Budget Pas-pasan Jiwa Sosialita

Harusnya Sadar Diri

"Farah, sudah berani kamu melaw*n pada ibu? cerca Ibu mertuaku seakan tersak*ti oleh ucapanku barusan. 

"Menantu macam apa kamu! Selama ini telah dinafkahi oleh Raka, dan sekarang kami hanya ingin meminta uang sejumlah itu, tapi kamu tak mau memberikannya padahal ini untuk membahagiakan adik kandung suamimu!" ujar Ibu lagi. 

"Jika Bang Raka menafkahiku itu adalah kewajibannya sebagai suami. Jadi Ibu keliru jika mengungkit hal itu," soal nafkah pun di mengungkit, itu sudah kewajiban seorang suami bukan. Apakah karena rasa benc*nya padaku, membuat Ibu tidak tahu hal yang benar dan wajib. 

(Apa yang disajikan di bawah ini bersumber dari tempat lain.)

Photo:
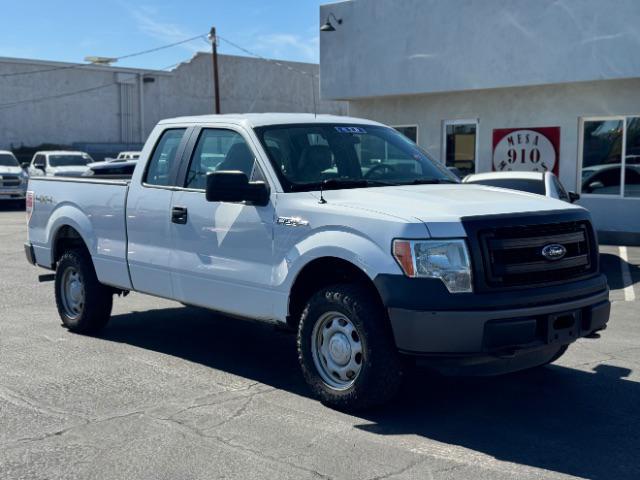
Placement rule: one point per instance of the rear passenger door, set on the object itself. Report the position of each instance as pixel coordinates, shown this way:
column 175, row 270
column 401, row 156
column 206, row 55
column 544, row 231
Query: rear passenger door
column 149, row 216
column 223, row 251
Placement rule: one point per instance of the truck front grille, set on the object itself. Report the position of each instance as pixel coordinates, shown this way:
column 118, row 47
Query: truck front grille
column 509, row 254
column 10, row 180
column 515, row 254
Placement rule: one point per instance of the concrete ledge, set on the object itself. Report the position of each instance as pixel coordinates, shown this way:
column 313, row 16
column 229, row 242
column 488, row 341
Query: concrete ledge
column 619, row 238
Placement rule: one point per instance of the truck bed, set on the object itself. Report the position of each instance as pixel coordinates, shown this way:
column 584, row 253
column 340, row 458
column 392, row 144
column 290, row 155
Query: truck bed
column 95, row 208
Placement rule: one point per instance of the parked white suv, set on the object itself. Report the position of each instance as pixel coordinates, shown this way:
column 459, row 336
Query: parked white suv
column 13, row 179
column 59, row 163
column 341, row 229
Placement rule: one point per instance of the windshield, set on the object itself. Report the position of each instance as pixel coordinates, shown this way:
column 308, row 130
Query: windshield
column 68, row 160
column 308, row 156
column 7, row 160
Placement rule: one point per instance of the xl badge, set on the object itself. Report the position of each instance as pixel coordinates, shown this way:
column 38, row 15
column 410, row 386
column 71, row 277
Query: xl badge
column 553, row 251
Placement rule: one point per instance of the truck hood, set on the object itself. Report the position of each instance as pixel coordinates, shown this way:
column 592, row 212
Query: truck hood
column 10, row 170
column 441, row 207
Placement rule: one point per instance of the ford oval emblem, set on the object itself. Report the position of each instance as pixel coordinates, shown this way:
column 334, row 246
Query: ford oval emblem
column 553, row 251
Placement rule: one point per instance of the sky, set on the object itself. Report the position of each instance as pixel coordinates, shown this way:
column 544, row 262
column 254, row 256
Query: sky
column 69, row 30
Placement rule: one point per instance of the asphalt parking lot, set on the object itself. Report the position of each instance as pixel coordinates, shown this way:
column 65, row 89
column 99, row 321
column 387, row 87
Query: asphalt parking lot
column 168, row 392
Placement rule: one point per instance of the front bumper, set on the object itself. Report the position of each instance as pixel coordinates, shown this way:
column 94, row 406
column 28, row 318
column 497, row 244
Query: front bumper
column 496, row 324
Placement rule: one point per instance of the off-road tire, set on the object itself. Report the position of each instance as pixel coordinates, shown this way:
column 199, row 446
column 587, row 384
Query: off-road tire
column 98, row 298
column 381, row 372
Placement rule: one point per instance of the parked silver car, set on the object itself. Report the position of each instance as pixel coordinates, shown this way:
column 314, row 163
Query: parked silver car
column 13, row 179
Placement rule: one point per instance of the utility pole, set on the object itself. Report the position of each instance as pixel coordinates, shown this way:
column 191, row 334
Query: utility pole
column 214, row 60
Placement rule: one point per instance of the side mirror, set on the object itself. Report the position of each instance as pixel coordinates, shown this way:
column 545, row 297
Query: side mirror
column 234, row 186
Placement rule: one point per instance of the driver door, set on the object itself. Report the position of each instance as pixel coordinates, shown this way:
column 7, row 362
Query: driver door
column 223, row 251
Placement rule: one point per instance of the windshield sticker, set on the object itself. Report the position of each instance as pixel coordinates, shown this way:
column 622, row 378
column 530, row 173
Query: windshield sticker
column 350, row 130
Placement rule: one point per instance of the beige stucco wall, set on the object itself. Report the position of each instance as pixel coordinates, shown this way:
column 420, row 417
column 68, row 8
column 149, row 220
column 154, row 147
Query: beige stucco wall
column 541, row 106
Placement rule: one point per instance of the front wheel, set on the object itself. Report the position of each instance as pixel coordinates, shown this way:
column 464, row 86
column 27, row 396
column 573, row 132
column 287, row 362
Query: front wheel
column 84, row 304
column 346, row 349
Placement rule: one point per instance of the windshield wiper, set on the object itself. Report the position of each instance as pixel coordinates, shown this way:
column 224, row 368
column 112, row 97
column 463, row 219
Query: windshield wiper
column 428, row 181
column 330, row 184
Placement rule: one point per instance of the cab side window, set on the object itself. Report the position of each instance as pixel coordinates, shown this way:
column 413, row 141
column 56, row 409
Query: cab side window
column 218, row 150
column 164, row 157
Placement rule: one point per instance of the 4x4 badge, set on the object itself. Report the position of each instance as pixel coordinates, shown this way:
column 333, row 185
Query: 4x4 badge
column 553, row 251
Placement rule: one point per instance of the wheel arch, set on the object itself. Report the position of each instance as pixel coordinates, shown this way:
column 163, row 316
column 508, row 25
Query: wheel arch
column 65, row 237
column 322, row 272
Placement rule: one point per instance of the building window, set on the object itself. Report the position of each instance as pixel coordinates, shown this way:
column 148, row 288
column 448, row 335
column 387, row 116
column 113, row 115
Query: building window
column 460, row 145
column 409, row 131
column 610, row 152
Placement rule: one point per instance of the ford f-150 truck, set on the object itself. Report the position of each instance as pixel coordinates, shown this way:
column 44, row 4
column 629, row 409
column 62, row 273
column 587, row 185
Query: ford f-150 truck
column 339, row 228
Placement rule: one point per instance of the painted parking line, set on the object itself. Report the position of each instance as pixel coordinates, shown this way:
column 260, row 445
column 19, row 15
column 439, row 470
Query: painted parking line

Aku lelah dengan keadaan ini, dan menghadapi sifat mereka yang tidak masuk akal.

"Lihat Raka, istrimu ini semenjak mempunyai penghasilan sendiri, kini dia sudah mulai berani melawan Ibu. Dan berani menentang dirimu!" Ibu mengusap dadanya, seakan ingin memangis. Pandai sekali mengambil simpati!

"Aku tidak mau lagi diam dan menuruti apa permintaan kalian yang merugikan!" ucapku.

"Diam kamu Farah! Jangan lagi berani bicara meny*dutkan Ibuku, keterlaluan!" Bang Raka menatap tajam dan membentakku.

"Sudahlah Raka, untuk apa kamu mempunyai istri, ngawur begini!" Ibu menimpali. 

"Justru kamu yang aneh dan ngawur Retno. Demi uang pernikahan untuk Gita, kamu memeras menantumu. Sedangkan kalian saja seperti tidak menganggap Farah, terutama kamu Git! Apakah kamu pernah menghargai dia sebagai Kakak iparmu, bahkan kalian seakan mengucilkannya. Entah di mana akal sehat kalian sekarang, dan kamu Kang, jangan diam saja melihat keluarga menyudutkan menantumu yang tidak bersalah!" ujar Bik Saidah, dia adalah adik dari Bapak mertuaku. 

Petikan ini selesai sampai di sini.